Within the family Mary Brown was known as Minnie (it was John Olive's pet-name for her).

There is actually not very much about Fromefield House in Ayot Rectory

It was built in 1797 by George Sheppard senior (1773 - 1855), the Frome clothier and proprietor of a factory at Spring Gardens.

At this time [c. 1830], and for many years after, the most unbounded hospitality prevailed at Fromefield House, and every stranger, and especially clergymen, were ever welcomed there, the Reverend Mr. Phillot, then vicar of Frome, but generally a non-resident, always had a room kept specially for him, and such was the style of the house, that a merchant of Frome said that the grocer's bill there was larger than Lord Cork's, [at Marston House] of that day, and a banker informed me that at the time of the one pound notes, the firm had out of the bank every Saturday morning, one thousand one pound notes for wages and weekly expenses ...

(John Webb Singer in The Somerset Standard, 25th March, 1893. Quoted in Frome Through The Ages: An Anthology in Prose and Verse (1982), ed. Michael McGarvie.)

There's an interesting Wikipedia entry on the Sheppard family of Frome: https://en.wikipedia.org/wiki/Sheppard_family_(clothiers) 

This is from around 1850:

Emma and George Sheppard had left Berkeley Court and gone to live with George's old father. Fromefield House, embowered amongst woods and hills and meadows, was a charming home, a regular comfortable old family gathering-place. As Emma had always been remarkably tactful and guileless the new arrangement was a perfect success. The only drawback from Minnie's point of view was that the greys had to be ordered out whenever she wanted to go to church. It was too far for her to walk nowadays. (p. 193)

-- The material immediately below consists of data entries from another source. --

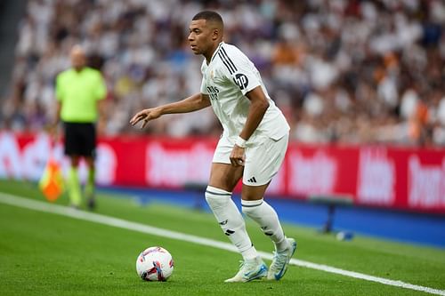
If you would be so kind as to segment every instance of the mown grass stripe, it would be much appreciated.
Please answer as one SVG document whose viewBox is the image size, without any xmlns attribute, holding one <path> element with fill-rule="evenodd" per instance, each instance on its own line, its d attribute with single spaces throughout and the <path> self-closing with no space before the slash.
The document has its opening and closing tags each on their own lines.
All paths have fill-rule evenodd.
<svg viewBox="0 0 445 296">
<path fill-rule="evenodd" d="M 50 212 L 54 214 L 59 214 L 62 216 L 67 216 L 74 219 L 83 220 L 86 221 L 95 222 L 99 224 L 113 226 L 119 228 L 125 228 L 132 231 L 139 231 L 142 233 L 150 234 L 154 236 L 182 240 L 188 243 L 198 244 L 202 245 L 207 245 L 214 248 L 218 248 L 222 250 L 226 250 L 230 252 L 238 252 L 235 246 L 231 244 L 223 243 L 213 239 L 208 239 L 205 237 L 200 237 L 193 235 L 187 235 L 184 233 L 167 230 L 164 228 L 159 228 L 142 223 L 136 223 L 128 221 L 123 219 L 105 216 L 98 213 L 88 212 L 84 211 L 75 210 L 67 206 L 48 204 L 40 201 L 35 201 L 28 198 L 22 198 L 20 196 L 8 195 L 4 193 L 0 193 L 0 203 L 4 204 L 18 206 L 21 208 L 26 208 L 34 211 L 39 211 L 44 212 Z M 259 254 L 266 260 L 271 260 L 272 254 L 265 252 L 258 252 Z M 328 265 L 312 263 L 305 260 L 301 260 L 297 259 L 292 259 L 290 264 L 296 265 L 307 268 L 312 268 L 317 270 L 321 270 L 325 272 L 329 272 L 333 274 L 342 275 L 345 276 L 354 277 L 358 279 L 362 279 L 370 282 L 376 282 L 383 284 L 392 285 L 396 287 L 421 291 L 435 295 L 445 296 L 444 290 L 438 290 L 433 288 L 429 288 L 425 286 L 412 284 L 409 283 L 405 283 L 402 281 L 394 281 L 387 278 L 368 276 L 354 271 L 344 270 L 337 268 L 334 268 Z"/>
</svg>

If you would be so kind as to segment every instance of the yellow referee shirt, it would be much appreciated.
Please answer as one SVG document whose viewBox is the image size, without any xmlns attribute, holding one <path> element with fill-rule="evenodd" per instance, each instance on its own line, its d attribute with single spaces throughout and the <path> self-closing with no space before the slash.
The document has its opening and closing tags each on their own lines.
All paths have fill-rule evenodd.
<svg viewBox="0 0 445 296">
<path fill-rule="evenodd" d="M 56 97 L 61 103 L 61 119 L 69 123 L 94 123 L 97 100 L 105 98 L 107 88 L 101 72 L 85 67 L 65 70 L 56 78 Z"/>
</svg>

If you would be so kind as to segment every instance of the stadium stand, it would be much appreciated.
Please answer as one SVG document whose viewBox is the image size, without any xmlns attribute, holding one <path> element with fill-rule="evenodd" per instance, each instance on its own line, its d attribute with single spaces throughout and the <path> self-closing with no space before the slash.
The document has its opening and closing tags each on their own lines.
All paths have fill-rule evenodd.
<svg viewBox="0 0 445 296">
<path fill-rule="evenodd" d="M 107 79 L 102 134 L 218 134 L 210 110 L 165 116 L 143 132 L 127 124 L 141 108 L 198 90 L 202 60 L 186 37 L 204 8 L 222 13 L 226 42 L 255 62 L 294 141 L 445 145 L 440 0 L 29 0 L 2 126 L 44 128 L 54 76 L 79 43 Z"/>
</svg>

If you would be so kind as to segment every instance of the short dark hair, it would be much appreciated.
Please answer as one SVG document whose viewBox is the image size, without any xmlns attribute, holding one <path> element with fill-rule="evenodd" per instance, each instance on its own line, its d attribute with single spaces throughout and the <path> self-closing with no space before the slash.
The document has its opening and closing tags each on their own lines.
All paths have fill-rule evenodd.
<svg viewBox="0 0 445 296">
<path fill-rule="evenodd" d="M 224 22 L 222 21 L 222 18 L 218 12 L 212 12 L 212 11 L 202 11 L 195 14 L 193 19 L 191 20 L 206 20 L 207 21 L 214 21 L 217 23 L 220 23 L 221 26 L 224 25 Z"/>
</svg>

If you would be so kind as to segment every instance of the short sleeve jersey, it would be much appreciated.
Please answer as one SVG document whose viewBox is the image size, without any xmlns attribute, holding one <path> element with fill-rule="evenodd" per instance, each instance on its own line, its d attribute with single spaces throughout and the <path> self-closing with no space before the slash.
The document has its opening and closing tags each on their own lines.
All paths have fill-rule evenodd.
<svg viewBox="0 0 445 296">
<path fill-rule="evenodd" d="M 61 102 L 61 118 L 69 123 L 97 120 L 97 100 L 105 98 L 107 89 L 101 72 L 91 68 L 65 70 L 56 78 L 56 97 Z"/>
<path fill-rule="evenodd" d="M 204 60 L 201 72 L 201 93 L 210 97 L 214 114 L 230 140 L 234 140 L 241 132 L 250 106 L 246 93 L 257 86 L 263 89 L 269 101 L 269 108 L 247 143 L 264 136 L 279 140 L 288 133 L 289 125 L 269 97 L 260 73 L 236 46 L 222 42 L 208 65 Z"/>
</svg>

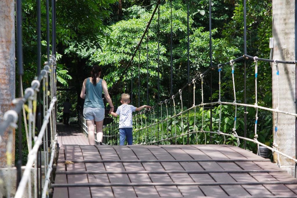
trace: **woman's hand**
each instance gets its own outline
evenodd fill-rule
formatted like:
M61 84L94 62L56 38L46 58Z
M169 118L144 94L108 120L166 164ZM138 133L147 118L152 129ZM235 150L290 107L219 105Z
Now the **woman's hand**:
M111 112L113 112L114 110L114 107L110 107L110 110L109 110L109 114L111 114Z

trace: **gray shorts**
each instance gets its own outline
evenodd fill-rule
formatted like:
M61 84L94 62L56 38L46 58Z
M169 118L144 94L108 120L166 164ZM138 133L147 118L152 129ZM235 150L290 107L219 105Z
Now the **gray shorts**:
M104 119L105 112L102 108L87 107L83 109L83 117L87 120L94 120L95 122L99 122Z

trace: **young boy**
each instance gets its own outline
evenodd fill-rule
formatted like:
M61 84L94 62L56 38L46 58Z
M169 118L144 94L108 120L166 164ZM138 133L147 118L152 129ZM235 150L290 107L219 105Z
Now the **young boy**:
M127 137L128 145L132 145L133 141L132 134L132 113L135 111L140 111L143 108L151 108L148 105L143 105L139 107L135 107L128 104L130 102L130 95L123 94L121 96L121 103L122 105L118 107L116 112L111 112L110 114L115 117L120 115L119 129L120 131L120 145L123 145L125 137Z

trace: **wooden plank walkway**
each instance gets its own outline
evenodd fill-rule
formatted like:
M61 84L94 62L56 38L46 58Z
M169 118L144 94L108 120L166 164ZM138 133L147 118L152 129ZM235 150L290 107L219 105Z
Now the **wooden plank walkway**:
M64 145L53 197L297 197L297 180L227 145Z
M66 125L58 123L57 128L59 147L69 145L89 145L89 142L78 125Z

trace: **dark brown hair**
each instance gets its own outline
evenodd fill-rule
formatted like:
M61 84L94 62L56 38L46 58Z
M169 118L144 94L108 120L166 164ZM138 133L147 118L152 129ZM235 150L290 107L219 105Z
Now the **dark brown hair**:
M92 83L94 85L96 85L97 84L96 79L99 77L99 73L102 70L101 67L98 65L94 65L91 72L91 76L92 77Z

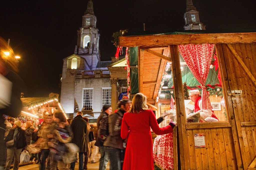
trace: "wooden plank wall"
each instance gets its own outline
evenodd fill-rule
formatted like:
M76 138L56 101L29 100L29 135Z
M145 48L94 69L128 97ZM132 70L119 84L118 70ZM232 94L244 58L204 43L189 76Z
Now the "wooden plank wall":
M195 148L194 134L205 135L205 148ZM187 130L189 167L193 169L235 169L236 162L230 128Z
M237 43L232 47L242 60L253 75L256 75L256 44ZM256 121L256 89L252 82L234 59L225 44L221 44L223 55L230 89L243 90L242 95L233 96L234 110L236 128L239 139L240 150L244 169L247 169L256 155L256 126L243 126L244 122L250 125Z

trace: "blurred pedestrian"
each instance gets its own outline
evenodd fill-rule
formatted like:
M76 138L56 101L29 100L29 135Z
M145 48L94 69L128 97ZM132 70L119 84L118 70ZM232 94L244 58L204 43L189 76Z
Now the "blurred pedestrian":
M112 113L112 108L109 105L104 104L102 107L102 111L97 120L97 126L98 131L99 130L101 120L103 117L110 115ZM109 158L106 155L103 146L104 141L99 138L97 138L95 145L98 146L100 152L100 158L99 165L99 170L105 170L107 164L109 161Z
M88 158L89 157L89 150L91 149L91 145L90 141L89 141L89 133L90 132L90 129L91 127L90 127L90 125L88 123L89 122L89 119L87 117L83 117L83 119L84 120L86 121L87 123L86 125L87 126L87 129L86 130L86 133L85 134L85 147L86 151L83 153L83 154L84 156L84 159L83 162L83 168L84 169L87 169L87 164L88 163Z
M26 146L26 139L24 131L20 128L21 122L17 121L14 122L13 127L10 131L5 140L7 142L14 140L13 145L7 148L7 157L5 164L5 170L10 169L14 155L13 163L14 170L17 170L19 168L19 155L21 151Z
M85 137L87 130L87 123L83 119L82 115L82 112L77 112L77 116L71 122L71 125L73 135L72 142L79 148L79 170L83 170L83 153L86 152ZM75 164L75 162L70 163L70 168L72 170L74 169Z
M62 112L54 113L53 120L55 129L52 134L49 134L51 139L48 142L51 158L50 169L68 169L63 163L62 158L65 153L68 152L65 144L70 142L72 139L71 130L70 126L66 123L66 118Z
M49 135L52 133L55 129L55 125L52 123L53 116L52 114L49 114L46 116L46 117L42 123L38 132L38 136L40 138L37 142L38 144L40 144L42 155L40 170L44 170L46 159L49 155L50 148L48 142L50 139ZM47 166L47 168L48 169L49 169L49 166Z
M31 136L35 128L33 127L32 123L30 121L27 121L26 122L25 127L25 129L24 132L26 137L26 143L27 145L30 144Z
M31 135L31 140L30 141L30 143L33 144L34 143L37 139L38 139L38 130L40 127L40 121L38 119L36 120L34 123L33 127L35 128L35 129L33 131L32 135ZM38 160L38 153L31 153L30 156L30 161L32 161L35 157L34 161L36 162Z
M111 114L109 118L109 134L104 142L104 149L109 159L110 166L112 169L122 169L122 154L125 146L124 140L121 137L121 125L124 114L129 111L132 102L129 99L122 99L117 103L120 108L116 113Z

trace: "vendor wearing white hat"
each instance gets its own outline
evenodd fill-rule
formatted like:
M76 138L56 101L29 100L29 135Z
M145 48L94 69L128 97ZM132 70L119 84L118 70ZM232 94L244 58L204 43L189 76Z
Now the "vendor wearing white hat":
M202 99L200 91L198 90L190 90L189 97L192 101L195 103L194 111L195 112L202 110ZM219 120L213 112L210 109L203 110L200 115L207 122L218 122Z

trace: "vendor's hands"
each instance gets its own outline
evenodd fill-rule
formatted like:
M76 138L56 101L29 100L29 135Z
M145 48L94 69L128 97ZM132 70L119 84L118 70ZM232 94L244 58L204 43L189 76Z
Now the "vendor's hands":
M169 125L170 125L170 126L172 126L172 127L173 128L173 128L175 127L176 125L175 125L175 124L172 122L170 122L169 123Z

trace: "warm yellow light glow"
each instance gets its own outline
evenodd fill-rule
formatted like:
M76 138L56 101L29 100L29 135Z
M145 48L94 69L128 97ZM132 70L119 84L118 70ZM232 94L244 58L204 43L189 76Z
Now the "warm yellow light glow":
M4 54L6 56L8 56L10 55L10 53L9 52L5 52Z
M24 112L23 111L22 111L21 112L22 113L24 114L25 114L25 115L27 116L30 116L33 117L35 117L35 118L38 118L38 117L37 116L36 116L36 115L34 115L31 113L28 113L27 112Z

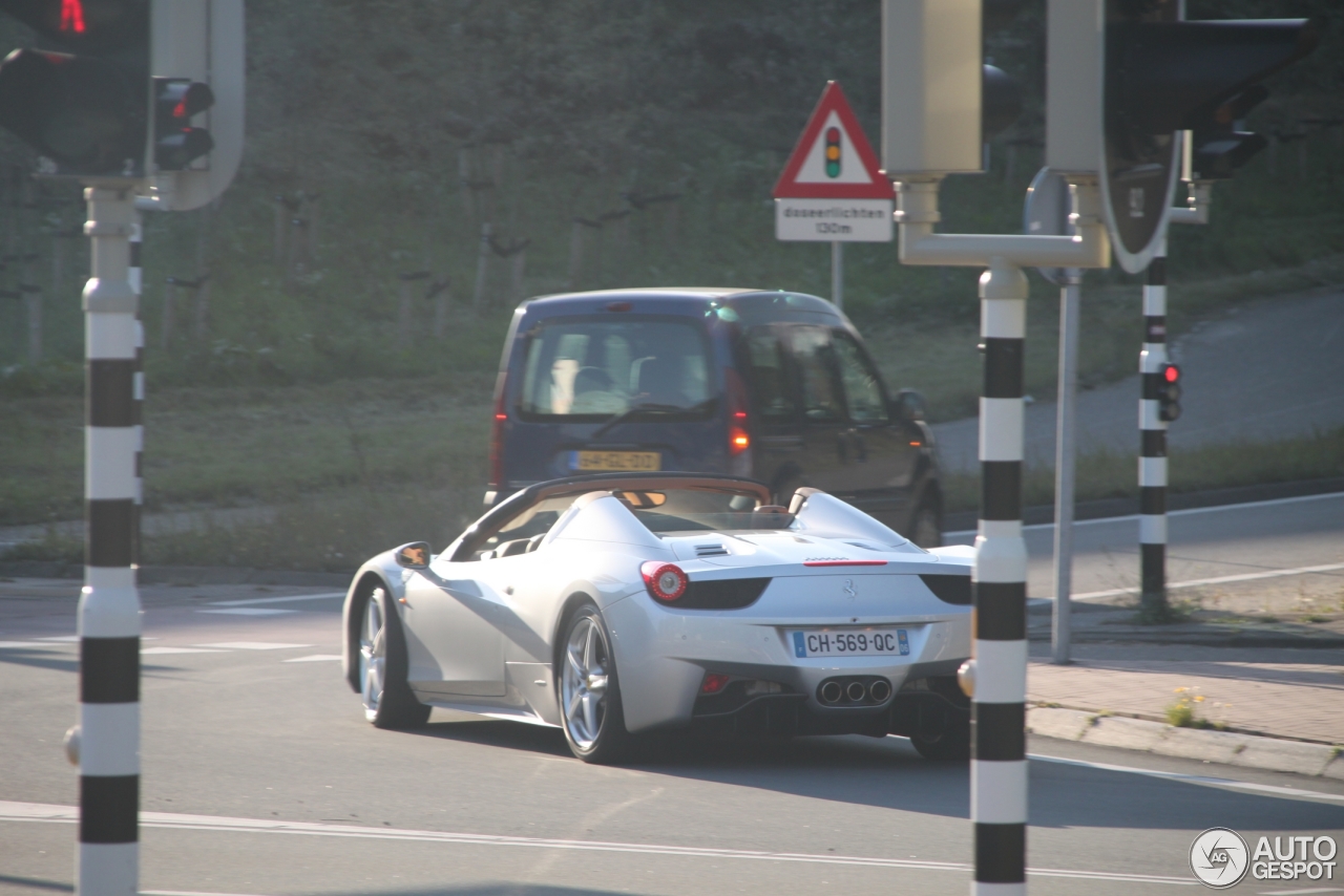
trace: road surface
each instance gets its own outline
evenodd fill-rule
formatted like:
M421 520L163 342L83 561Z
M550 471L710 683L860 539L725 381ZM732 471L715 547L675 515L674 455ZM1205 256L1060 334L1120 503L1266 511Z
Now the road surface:
M1172 552L1196 572L1324 563L1340 556L1341 509L1175 517ZM1126 580L1133 527L1081 529L1086 587ZM60 739L77 588L0 583L0 893L73 880L77 776ZM376 731L335 660L340 598L288 599L301 592L144 588L142 891L966 892L965 764L899 737L836 737L672 742L607 768L573 759L555 729L441 711L423 731ZM1196 892L1187 852L1214 826L1344 840L1344 782L1048 739L1030 750L1034 893Z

Oman's "Berkeley Park" or "Berkeley Court" is Berkley House, a couple of miles NE of Frome. Minnie often stayed there with Emma and her growing family between 1834 and 1850. 

Emma became interested in workhouse reform and a year after her mother's death she published a book about it.  One of her abiding beliefs was in keeping the aged out of workhouses, e.g. by subsidizing families to look after their old folk. Perhaps that was the thinking behind Frome's new dementia day-care centre being named the Emma Sheppard Centre. 





Fromefield House in the late nineteenth century.


Facing p. 216 there is the sketch of Fromefield House I mentioned earlier, by Grace Sheppard, Mary Sneade Brown's great-granddaughter. So I suppose it dates from the late nineteenth century. Her vantage point was the large field that gives Fromefield its name: for many years the site of Frome's annual cheese show, and now partly occupied by Frome hospital.

In her last letter to Ellen "Minnie wrote that the view from her window at Fromefield House was all road-colour, lawns and fields alike, no verdure at all." (p. 217).

She died while staying here, on August 10th, 1858. 


Central hall of Fromefield House, Frome.


The roof lantern above the central staircase of Fromefield House, Frome.